Only so few mate? Unlike you 

Was a good day, sessions is a pain in the arse but I got some good vid of Carlos - them Sportecs look lurrrvely on a TT ;D


----------



## Wak (May 6, 2002)

> Only so few mate? Unlike you
> 
> Was a good day, sessions is a pain in the arse but I got some good vid of Carlos - them Sportecs look lurrrvely on a TT ;D


Getting a bit bored of snapping photos and trying to enjoy the day, got to do some video editing but its soooooo time consuming!  ;D

Sessions are limiting, get stuck with the same group all the time, would have liked to go against some of the hatchbacks.  ;D

R U gonna post the vids somewhere?


----------



## Carlos (May 6, 2002)

> R U gonna post the vids somewhere? Â


I think I'd like to see it first, make sure there are no bits showing me making an arse of myself 

Given that I am a paying customer ;D :


----------



## paulb (May 6, 2002)

Does anyone have contact details for the 'official' photographer?
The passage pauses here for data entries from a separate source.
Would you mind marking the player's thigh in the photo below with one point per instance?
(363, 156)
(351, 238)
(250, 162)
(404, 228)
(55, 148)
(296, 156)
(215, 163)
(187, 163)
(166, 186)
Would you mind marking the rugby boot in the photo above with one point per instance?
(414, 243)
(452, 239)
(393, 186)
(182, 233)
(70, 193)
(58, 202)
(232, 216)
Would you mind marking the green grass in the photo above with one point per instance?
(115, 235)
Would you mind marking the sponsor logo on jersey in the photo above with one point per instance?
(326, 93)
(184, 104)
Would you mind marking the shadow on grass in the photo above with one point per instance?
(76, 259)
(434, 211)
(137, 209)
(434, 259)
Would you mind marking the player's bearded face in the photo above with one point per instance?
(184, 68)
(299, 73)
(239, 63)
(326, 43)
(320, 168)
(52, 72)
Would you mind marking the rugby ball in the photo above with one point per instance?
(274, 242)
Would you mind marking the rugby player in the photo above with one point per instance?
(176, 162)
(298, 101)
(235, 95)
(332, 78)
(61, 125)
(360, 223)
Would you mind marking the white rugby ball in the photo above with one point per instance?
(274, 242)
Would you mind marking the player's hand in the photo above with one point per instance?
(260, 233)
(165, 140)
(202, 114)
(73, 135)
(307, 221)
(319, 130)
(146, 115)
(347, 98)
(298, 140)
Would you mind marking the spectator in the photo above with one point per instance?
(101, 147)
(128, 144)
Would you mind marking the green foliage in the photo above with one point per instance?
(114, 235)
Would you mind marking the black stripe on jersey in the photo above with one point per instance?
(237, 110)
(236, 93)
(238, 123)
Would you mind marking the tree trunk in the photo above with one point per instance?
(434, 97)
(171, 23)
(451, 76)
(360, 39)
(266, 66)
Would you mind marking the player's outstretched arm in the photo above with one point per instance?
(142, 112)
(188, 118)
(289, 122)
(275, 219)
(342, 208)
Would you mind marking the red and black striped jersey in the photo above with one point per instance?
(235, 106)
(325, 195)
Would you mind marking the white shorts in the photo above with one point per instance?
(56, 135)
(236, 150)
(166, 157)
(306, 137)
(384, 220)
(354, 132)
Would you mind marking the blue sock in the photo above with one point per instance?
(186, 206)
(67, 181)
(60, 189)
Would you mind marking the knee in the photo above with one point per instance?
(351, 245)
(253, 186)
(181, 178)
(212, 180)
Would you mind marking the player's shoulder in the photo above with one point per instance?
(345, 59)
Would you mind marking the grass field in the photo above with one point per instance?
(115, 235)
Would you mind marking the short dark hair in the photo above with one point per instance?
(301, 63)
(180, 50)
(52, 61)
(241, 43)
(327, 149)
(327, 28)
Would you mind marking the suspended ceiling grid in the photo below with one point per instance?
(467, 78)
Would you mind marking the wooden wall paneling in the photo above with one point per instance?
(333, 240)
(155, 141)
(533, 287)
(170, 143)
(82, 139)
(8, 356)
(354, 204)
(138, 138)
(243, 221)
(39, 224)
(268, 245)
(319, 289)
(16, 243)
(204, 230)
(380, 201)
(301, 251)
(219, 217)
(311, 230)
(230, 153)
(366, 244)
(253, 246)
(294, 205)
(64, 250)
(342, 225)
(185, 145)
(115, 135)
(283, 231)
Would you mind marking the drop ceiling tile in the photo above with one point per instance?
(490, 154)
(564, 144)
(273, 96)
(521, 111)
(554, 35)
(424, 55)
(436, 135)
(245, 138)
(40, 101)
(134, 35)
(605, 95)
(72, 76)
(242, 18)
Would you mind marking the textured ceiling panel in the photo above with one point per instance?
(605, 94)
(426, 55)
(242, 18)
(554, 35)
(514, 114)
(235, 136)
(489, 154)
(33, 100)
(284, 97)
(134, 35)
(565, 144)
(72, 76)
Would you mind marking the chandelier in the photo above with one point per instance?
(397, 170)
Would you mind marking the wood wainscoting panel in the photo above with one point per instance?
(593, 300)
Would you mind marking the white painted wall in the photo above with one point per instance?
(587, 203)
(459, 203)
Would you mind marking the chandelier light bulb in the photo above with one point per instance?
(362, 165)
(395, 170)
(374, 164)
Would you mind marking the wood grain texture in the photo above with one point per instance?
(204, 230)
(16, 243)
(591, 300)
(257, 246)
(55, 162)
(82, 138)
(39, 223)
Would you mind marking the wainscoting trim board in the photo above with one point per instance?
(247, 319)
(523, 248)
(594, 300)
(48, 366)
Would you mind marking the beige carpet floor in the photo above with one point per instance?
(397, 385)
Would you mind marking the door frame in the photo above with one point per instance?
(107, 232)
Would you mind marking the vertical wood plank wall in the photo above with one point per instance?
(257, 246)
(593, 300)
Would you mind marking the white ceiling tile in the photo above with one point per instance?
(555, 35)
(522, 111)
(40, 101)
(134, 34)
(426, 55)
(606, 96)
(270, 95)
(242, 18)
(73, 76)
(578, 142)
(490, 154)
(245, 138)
I forgot to get hold of them.

Ta

Paul


----------



## Wak (May 6, 2002)

> Does anyone have contact details for the 'official' photographer? I forgot to get hold of them.
> 
> Ta
> 
> Paul


www.picman.co.uk


----------



## kmpowell (May 6, 2002)

Great Pics Waheed!! I'm gutted that i missed this one 

Hope you all had fun. Carl the TT looks superb sat on those sportecs. Personally i would make it your sig pic with the rear view, roof up.


----------



## Wak (May 6, 2002)

> Great Pics Waheed!! I'm gutted that i missed this one Â


I'm warning you .....only my wife calls me that and you aint her and I aint sleeping with you!  ;D


----------



## thorney (May 15, 2002)

Report and some piccies here -

http://www.vx220.org.uk/buyers%20guide.htm

(Scroll down)


----------



## scoTTy (May 6, 2002)

I think that's the least pictures I've taken on a track day. Only a dozen or so and most were through the fence so are crap.

Ho hum don't really care as I was having too much fun. I missed my session when I was out with PaulB so jumped in another group which has more variety.

Highlight of the day for me was catching and passing people based on getting the lines right rather than the performance of the car. A bag full of S3's but biggest grin was leaving the M3 behind! ;D

Mucho fun. I can't wait until the next one!


----------



## Wak (May 6, 2002)

new pics added!
http://www.wak-tt.com/ccombe2003/ccombe2003.htm


----------



## DXN (May 18, 2002)

A bit white biased those pics Wak??

Very nice though.
8)
Ta DXN


----------



## Wak (May 6, 2002)

> A bit white biased those pics Wak??
> 
> Very nice though.
> 8)
> Ta DXN


I had to buy them....do you think I'm gonna buy pics of someone elses car?  ;D


----------